La presunzione legale di comproprietà stabilita dall’art. 1117, Codice civile è applicabile per analogia anche quando non trattasi di parti comuni di edificio diviso per piani, bensì di parti comuni di edifici limitrofi, aventi le caratteristiche di edifici autonomi ma destinati permanentemente alla conservazione ed all’uso degli edifici stessi (Tribunale Catania, 25 gennaio 1982).

Il principio ha avuto applicazione in tema di androni, cortili, pozzi di luce che trovansi tra edifici strutturalmente autonomi ed appartenenti a proprietari diversi e siano obiettivamente ed attualmente destinati a dare aria e luce ai fabbricati che li fronteggiano (Cass.
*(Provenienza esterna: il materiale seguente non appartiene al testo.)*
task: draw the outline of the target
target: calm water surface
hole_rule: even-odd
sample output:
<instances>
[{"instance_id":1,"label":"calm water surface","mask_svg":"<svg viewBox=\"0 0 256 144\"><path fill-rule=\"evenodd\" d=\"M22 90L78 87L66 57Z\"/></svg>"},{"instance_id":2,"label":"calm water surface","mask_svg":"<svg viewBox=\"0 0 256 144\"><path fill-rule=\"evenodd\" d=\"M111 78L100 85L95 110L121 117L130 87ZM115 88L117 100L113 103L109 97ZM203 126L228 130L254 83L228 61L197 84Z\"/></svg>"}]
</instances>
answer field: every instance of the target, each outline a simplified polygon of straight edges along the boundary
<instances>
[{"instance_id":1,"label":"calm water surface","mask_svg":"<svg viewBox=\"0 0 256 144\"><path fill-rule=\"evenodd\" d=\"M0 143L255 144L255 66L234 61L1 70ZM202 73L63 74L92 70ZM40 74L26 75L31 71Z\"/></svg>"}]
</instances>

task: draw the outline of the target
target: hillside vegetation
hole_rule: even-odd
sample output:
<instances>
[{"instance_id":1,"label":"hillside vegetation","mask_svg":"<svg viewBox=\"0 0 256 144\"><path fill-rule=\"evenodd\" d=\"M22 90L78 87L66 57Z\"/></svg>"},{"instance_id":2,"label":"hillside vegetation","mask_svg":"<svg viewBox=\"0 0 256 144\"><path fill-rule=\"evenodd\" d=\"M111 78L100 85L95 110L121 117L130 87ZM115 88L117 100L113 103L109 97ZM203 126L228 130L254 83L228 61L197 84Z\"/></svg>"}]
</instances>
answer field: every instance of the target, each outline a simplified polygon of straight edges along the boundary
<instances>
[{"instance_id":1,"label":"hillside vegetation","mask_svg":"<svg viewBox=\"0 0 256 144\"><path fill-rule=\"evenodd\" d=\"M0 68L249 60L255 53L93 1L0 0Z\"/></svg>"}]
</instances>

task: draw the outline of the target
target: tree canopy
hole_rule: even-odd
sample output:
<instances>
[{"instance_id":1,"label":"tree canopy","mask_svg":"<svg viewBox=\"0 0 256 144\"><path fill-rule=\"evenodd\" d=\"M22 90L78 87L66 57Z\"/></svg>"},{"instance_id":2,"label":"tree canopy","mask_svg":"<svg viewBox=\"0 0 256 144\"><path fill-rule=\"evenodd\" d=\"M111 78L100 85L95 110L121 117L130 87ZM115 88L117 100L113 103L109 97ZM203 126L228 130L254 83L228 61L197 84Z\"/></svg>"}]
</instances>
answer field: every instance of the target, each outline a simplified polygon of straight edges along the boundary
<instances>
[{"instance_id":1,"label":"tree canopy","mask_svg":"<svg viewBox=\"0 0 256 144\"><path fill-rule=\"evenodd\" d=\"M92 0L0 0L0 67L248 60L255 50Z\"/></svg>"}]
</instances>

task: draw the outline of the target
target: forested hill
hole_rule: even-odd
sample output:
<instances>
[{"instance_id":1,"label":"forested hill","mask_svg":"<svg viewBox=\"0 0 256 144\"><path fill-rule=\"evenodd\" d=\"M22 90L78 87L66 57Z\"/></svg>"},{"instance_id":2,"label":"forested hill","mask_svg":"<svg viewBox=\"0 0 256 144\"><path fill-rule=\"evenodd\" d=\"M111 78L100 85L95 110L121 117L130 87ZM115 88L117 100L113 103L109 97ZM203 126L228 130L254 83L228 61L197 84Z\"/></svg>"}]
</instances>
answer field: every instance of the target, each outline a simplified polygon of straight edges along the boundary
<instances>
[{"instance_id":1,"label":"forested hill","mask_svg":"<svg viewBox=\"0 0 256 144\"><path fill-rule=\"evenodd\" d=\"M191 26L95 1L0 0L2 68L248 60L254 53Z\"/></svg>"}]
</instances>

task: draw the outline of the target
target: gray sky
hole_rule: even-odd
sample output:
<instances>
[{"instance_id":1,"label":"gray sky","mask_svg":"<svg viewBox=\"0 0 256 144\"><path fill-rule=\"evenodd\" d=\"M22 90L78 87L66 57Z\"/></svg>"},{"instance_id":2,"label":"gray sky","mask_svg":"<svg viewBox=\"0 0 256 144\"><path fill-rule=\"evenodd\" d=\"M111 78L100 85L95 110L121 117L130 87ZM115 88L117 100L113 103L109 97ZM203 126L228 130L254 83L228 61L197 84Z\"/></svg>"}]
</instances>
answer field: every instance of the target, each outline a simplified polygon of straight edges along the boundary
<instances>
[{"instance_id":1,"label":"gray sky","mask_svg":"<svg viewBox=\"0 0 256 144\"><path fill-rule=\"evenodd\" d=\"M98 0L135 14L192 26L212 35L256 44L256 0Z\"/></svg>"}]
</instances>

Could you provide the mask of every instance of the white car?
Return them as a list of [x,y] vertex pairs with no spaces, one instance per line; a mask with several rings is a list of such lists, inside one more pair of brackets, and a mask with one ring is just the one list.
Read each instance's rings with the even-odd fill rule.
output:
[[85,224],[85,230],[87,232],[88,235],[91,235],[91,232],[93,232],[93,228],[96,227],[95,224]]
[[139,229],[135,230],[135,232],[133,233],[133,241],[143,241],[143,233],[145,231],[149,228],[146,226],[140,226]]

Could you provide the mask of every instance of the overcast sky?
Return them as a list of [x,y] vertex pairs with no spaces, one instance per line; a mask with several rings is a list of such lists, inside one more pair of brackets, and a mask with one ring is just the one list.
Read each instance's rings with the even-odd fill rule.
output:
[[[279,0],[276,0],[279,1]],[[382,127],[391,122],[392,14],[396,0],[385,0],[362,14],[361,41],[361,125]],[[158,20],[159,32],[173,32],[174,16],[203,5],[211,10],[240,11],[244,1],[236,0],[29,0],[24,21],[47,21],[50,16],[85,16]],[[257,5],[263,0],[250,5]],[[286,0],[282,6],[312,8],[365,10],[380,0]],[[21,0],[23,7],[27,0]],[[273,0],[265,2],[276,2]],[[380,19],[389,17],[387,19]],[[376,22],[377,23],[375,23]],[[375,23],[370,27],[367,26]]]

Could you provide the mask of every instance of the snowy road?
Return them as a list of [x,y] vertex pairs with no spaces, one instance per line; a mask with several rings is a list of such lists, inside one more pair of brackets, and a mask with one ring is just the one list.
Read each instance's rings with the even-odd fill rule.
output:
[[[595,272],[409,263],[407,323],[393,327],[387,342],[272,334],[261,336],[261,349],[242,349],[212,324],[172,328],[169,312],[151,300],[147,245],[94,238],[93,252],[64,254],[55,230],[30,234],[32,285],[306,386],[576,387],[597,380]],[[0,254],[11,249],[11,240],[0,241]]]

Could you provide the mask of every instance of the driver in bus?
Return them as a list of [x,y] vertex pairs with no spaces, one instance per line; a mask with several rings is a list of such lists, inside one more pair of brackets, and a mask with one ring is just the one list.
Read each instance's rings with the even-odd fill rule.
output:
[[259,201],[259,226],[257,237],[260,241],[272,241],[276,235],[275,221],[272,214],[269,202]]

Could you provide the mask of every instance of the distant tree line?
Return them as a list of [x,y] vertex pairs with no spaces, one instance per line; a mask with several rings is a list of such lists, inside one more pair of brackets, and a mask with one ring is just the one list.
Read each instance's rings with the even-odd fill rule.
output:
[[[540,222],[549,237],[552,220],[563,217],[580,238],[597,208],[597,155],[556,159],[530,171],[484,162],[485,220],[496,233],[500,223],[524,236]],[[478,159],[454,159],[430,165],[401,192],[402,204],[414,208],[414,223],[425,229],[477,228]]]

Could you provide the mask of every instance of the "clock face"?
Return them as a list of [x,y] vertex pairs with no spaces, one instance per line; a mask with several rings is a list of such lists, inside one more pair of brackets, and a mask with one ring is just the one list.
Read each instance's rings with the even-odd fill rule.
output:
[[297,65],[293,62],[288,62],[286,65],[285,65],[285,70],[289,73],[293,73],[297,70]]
Sez. II, 29 maggio 1978, n. 2309); portoni e scale, precisandosi che la presunzione di comunione può essere vinta dalle risultanze del titolo.
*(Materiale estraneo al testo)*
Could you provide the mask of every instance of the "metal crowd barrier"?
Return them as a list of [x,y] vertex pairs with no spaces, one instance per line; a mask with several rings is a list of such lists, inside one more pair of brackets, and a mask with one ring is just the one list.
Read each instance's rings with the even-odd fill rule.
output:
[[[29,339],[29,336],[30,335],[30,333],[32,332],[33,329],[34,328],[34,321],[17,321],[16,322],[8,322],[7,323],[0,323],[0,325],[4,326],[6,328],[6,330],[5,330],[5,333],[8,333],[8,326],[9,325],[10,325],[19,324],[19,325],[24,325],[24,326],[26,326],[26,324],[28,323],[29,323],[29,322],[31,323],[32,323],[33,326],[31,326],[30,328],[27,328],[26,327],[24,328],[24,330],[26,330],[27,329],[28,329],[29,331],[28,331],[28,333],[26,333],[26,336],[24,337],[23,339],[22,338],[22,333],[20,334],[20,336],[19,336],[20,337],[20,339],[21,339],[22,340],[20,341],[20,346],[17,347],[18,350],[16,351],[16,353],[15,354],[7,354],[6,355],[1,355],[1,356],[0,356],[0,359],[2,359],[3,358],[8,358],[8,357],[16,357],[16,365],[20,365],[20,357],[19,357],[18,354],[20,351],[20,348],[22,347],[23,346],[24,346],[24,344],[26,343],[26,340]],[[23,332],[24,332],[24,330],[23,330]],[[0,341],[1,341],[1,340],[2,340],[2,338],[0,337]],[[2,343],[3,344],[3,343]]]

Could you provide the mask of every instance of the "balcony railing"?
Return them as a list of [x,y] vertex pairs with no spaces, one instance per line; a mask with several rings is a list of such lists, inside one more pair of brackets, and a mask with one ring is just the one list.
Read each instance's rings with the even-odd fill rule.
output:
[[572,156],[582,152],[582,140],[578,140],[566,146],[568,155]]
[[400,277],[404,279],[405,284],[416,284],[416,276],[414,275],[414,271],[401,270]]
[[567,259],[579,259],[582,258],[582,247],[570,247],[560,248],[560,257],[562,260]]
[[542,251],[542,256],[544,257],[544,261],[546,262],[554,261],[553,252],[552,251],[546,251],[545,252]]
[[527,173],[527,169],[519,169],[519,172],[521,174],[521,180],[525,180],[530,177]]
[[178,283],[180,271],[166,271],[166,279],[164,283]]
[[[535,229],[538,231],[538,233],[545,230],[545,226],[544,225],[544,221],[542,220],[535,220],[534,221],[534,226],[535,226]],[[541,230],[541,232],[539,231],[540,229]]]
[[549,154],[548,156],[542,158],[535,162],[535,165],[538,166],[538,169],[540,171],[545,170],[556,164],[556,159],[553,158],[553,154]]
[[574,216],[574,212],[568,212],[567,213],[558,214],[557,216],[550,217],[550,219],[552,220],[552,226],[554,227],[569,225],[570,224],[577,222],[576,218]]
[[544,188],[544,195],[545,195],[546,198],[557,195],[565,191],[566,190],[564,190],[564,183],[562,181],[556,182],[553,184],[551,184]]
Va però osservato, che se nell’ambito di un supercondominio, i boxes e i loro viali di accesso appartengono a proprietari dei diversi edifici, non si può senz’altro presumere che di detti viali di accesso siano di proprietà comune a tutti i partecipanti del comprensorio, dovendosi invece presumere fino a prova contraria, che dette entità appartengano alla comunione tra i proprietari dei boxes; di conseguenza, l’amministratore del supercondominio non è legittimato ad agire per ottenere che i viali di accesso rimangano sgombri di veicoli (fra l’altro nella specie, boxes e rispettivi accessi erano posti nel sottosuolo, mentre il supercondominio comprendeva solo parti in superficie) (Tribunale Milano Sez. VIII, 27 giugno 1988, n. 6096).
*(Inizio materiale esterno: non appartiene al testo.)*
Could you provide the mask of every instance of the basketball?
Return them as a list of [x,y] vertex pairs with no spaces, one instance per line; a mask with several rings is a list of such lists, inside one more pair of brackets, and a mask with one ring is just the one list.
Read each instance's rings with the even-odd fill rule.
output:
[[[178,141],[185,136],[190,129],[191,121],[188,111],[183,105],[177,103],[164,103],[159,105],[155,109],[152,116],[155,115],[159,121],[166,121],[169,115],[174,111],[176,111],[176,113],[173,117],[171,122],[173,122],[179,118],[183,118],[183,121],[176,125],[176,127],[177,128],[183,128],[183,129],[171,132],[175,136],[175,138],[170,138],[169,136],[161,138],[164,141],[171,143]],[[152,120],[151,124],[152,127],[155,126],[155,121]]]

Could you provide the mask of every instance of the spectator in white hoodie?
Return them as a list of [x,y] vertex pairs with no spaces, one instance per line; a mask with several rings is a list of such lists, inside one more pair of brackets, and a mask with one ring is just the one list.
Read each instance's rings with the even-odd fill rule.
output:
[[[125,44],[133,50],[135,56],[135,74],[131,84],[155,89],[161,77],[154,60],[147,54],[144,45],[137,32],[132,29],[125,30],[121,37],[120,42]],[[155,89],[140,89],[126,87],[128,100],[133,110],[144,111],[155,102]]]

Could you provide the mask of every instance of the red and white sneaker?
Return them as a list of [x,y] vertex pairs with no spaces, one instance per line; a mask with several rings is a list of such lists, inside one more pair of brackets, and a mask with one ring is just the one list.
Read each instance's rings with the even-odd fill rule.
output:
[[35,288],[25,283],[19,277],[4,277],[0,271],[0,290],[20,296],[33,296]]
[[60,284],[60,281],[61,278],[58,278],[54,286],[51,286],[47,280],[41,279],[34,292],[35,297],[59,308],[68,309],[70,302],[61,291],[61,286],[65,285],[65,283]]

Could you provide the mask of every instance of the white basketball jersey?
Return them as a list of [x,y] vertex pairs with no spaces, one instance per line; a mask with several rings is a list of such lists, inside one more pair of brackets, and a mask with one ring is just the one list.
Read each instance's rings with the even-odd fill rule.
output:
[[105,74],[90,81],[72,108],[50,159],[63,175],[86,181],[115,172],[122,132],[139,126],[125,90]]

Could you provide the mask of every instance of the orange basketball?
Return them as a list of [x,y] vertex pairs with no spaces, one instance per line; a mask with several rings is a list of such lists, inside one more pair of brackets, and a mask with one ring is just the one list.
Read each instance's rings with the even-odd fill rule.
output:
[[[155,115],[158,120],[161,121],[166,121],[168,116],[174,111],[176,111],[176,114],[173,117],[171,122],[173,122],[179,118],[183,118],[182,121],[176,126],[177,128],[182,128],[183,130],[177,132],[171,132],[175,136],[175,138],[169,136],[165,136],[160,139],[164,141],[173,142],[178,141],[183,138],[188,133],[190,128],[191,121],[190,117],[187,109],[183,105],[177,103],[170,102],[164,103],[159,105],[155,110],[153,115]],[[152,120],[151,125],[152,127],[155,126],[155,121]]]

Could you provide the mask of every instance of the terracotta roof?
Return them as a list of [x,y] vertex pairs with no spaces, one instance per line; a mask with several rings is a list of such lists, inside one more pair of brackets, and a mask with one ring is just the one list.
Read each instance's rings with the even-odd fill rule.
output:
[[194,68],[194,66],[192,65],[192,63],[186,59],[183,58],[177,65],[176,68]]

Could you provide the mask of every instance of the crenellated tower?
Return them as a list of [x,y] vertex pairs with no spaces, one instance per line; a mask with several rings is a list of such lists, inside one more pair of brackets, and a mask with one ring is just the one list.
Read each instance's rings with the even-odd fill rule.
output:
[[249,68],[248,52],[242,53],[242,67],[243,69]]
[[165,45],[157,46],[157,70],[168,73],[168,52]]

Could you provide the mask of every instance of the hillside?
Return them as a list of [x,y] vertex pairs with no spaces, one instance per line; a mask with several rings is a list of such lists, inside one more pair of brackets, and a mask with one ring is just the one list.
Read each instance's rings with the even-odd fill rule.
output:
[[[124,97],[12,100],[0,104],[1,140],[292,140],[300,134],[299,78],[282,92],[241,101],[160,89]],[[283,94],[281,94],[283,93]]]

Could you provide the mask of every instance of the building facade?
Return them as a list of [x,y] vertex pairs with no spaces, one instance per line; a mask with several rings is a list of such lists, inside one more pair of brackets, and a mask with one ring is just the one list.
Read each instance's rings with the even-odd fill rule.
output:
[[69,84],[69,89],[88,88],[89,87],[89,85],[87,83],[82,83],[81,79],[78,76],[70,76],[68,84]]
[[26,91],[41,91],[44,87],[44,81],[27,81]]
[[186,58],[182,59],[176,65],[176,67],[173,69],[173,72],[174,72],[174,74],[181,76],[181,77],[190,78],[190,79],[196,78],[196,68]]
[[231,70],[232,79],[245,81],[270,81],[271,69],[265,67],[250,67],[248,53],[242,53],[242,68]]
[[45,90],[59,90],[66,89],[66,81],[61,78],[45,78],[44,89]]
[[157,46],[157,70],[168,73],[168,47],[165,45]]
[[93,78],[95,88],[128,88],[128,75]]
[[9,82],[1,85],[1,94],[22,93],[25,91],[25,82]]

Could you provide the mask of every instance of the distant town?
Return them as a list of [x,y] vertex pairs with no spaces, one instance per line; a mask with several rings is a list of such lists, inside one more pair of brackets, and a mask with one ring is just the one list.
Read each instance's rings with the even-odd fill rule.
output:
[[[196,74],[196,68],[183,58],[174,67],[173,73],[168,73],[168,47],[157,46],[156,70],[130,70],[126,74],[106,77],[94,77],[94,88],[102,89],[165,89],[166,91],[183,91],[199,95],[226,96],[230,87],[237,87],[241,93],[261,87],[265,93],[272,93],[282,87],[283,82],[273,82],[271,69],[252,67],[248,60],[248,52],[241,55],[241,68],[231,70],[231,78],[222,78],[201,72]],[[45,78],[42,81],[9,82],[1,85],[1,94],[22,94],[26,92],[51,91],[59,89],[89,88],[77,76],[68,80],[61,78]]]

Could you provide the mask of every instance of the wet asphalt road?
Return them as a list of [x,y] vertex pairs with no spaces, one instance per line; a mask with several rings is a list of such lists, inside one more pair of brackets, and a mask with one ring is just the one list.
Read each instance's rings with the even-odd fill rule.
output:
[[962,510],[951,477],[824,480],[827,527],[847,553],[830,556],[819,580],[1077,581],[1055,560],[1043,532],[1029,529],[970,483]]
La suprema Corte, infine, riconoscendo che se un impianto di riscaldamento è posto al servizio di più edifici, legittimamente occorre far riferimento ai principi che regolano il condominio, e non la comunione ordinaria, per disciplinare la fattispecie, ha affermato, che, di conseguenza, il patto di indivisione contenuto nel regolamento contrattuale è pienamente valido e non incontra il limite di tempo previsto nel massimo di 10 anni per la comunione ordinaria (art. 1111, secondo comma, Codice civile); altre volte, invece, ha affermato, che, quando un complesso residenziale composto da più palazzine singolarmente erette in regime condominiale disponga di manufatti e spazi in godimento comune, questi si devono ritenere soggetti alla disciplina della comunione e non del condominio ai fini della nomina di un amministratore dei beni comuni (Cass. Sez. II, 20 giugno 1989, n. 2923).

Va ancora rilevato che non assume nessuna rilevanza giuridica lo scioglimento di fatto di condominio complesso; pertanto, prima dello scioglimento, gli interessi di cui siano portatori i condomini che aspirano alla divisione devono trovare sfogo in sede di assemblea condominale ed eventualmente in sede giuridica a seguito all’impugnazione di delibera che abbia leso taluni interessi a scapito di altri (Tribunale Roma, 2 giugno 1980).

La giurisprudenza, nel ribadire che le norme relative al condominio si applicano anche al caso di più edifici autonomi e di diversa proprietà che mantengano in comune porzioni o servizi, ha affermato che il singolo condomino non può, staccandosi dall’impianto di riscaldamento centralizzato, sottrarsi all’obbligo di contribuire alle spese della sua conservazione (Tribunale Milano Sez. VIII, 21 marzo 1991, n. 2222).

Quanto alla organizzazione interna del supercondominio, deve considerarsi perfettamente legittima la nomina di consiglieri del condominio complesso anche se tale carica non è prevista dal regolamento, in quanto la istituzione di un organo utile e per di più non comportante oneri rappresenta esercizio legittimo della discrezionalità dell’assemblea condominiale (Tribunale Milano Sez. VIII, 6 aprile 1992).

Ovviamente, i partecipanti al supercondominio devono nominare un amministratore che assicuri la gestione delle cose comuni e al quale soltanto compete di pretendere il pagamento dei contributi relativi alla gest(Cass. Sez. II, 4 maggio 1993, n. 5160)ione della centrale termica del supercondominio. Se un condomino, opponendosi a decreto ingiuntivo relativo alle spese di centrale termica facente capo ad un supercondominio, eccepisca il difetto di legittimazione attiva dell’amministratore del proprio condominio, non ha la necessità di integrare il contraddittorio con l’amministratore del supercondominio (Cass. Sez. II, 29 settembre 1994, n. 7946).

All’amministratore delle parti comuni di un supercondominio spettano tutte le facoltà inerenti a tale gestione, tra cui la legittimazione ad agire in giudizio senza necessità di delibera assembleare nei casi in cui tale potere è riconosciuto all’amministratore del condominio, e di pretendere la consegna dei libri contabili dal precedente amministratore (Tribunale Roma Sez. III, 4 luglio 1994, n. 10405).

Tutto ciò premesso, nella fattispecie in esame, dato che è stato collettivamente sottoscritto dai proprietari un regolamento condominiale in cui sono stati approvati i criteri di ripartizione delle spese è legittima la deroga ai criteri di riparto previsti dall’art. 1123 c.c. poiché non rientrante tra le norme inderogabili previste dall’art. 1138 c.c.

Qualora quindi parte dei condomini volessero modificare alcune norme del regolamento è necessaria l’approvazione unanime dei proprietari, in quanto tali clausole stabiliscono i criteri di ripartizione delle spese e, dunque, incidono sulla sfera soggettiva dei condomini stessi.